Airport serving Huesca, Spain

Huesca–Pirineos Airport (Aeropuerto de Huesca-Pirineos)
, also known as Huesca Airport, is the airport serving the province of Huesca in Spain.

The airport is located 9 km southeast of the city of Huesca, near the villages of Monflorite-Lascasas and Alcalá del Obispo. The airport is intended to serve skiing resorts in the Aragonese Pyrenees, but the closest ski station is more than 100 kilometers away.

In 2013, 279 passengers passed through the airport, a decrease of 79.2% from 2012. Aircraft movements fell by 33.1% to 1,637.

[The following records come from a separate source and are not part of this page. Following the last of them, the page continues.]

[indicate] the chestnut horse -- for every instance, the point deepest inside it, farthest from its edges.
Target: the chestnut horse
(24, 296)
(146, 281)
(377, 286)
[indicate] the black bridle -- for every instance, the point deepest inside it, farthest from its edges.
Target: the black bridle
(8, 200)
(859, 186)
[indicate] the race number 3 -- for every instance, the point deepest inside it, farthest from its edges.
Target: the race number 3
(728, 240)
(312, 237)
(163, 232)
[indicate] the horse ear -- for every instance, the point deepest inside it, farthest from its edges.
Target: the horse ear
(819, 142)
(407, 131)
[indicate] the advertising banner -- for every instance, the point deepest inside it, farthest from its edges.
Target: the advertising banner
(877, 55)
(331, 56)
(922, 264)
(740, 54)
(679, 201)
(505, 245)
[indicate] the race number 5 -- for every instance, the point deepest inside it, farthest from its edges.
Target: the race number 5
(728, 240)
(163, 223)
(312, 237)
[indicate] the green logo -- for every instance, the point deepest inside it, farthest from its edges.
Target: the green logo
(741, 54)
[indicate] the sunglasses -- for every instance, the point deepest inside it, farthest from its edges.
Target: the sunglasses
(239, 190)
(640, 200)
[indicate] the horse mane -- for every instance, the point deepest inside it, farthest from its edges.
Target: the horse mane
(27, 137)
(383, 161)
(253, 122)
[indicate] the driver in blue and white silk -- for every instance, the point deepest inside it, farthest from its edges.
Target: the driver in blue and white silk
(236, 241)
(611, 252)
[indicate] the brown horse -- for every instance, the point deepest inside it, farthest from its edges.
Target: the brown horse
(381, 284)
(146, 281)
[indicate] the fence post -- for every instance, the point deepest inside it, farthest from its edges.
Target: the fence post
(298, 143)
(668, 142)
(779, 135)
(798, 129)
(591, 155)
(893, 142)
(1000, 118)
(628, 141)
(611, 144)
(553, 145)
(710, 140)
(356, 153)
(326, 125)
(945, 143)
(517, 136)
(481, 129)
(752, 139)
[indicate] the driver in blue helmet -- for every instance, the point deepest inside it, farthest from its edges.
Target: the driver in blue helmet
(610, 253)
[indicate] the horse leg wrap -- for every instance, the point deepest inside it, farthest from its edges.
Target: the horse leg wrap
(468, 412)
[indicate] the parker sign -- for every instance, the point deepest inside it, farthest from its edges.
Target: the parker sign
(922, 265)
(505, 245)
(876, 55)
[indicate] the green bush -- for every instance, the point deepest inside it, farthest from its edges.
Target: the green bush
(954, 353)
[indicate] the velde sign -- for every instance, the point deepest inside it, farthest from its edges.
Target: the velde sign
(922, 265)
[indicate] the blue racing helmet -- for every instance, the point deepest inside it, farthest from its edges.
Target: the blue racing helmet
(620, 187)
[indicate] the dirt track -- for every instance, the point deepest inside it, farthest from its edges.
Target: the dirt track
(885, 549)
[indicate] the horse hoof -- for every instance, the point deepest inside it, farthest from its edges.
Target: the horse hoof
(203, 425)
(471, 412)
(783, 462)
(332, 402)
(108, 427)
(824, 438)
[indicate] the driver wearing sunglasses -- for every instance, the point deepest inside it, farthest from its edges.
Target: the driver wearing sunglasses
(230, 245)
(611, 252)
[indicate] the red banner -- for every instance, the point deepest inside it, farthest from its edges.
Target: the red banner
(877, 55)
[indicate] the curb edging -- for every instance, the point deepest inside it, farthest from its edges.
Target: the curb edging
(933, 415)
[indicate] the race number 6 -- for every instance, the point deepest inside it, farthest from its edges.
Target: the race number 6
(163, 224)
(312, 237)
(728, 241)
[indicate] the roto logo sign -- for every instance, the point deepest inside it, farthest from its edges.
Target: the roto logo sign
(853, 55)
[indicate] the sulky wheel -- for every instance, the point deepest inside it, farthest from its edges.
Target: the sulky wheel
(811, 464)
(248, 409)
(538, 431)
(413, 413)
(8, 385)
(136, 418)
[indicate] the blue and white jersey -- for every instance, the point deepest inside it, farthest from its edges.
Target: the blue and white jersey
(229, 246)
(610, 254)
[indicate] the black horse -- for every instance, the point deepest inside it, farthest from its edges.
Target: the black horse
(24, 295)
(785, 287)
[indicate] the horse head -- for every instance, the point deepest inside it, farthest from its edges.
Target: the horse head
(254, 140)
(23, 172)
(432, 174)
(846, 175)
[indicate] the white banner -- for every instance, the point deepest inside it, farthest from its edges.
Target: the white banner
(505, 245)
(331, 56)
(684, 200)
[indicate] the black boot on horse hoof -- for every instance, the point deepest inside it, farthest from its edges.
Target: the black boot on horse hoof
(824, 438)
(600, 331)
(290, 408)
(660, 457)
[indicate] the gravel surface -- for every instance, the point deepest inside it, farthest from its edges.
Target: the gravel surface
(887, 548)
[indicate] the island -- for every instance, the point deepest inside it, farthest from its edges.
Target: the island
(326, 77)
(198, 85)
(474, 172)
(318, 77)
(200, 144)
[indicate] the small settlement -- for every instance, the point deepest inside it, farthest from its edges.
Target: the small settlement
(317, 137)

Data for 2016 indicated that passenger usage had fallen to a total of 95 for the year (49 arrivals and 46 departures), making Huesca-Pirineos the airport with the least passenger traffic in the AENA network. However, by 2018, passenger numbers had improved, as in that year the airport handled 1,473 passengers and 9,477 flight operations

==Airlines and destinations==
In February 2011, Pyrenair ceased activities, leaving the airport without any commercial activity until Air Europa commenced a seasonal service to Menorca which has also since ceased. As of January 2014, there are no scheduled services to or from Huesca. There are no airlines or destinations.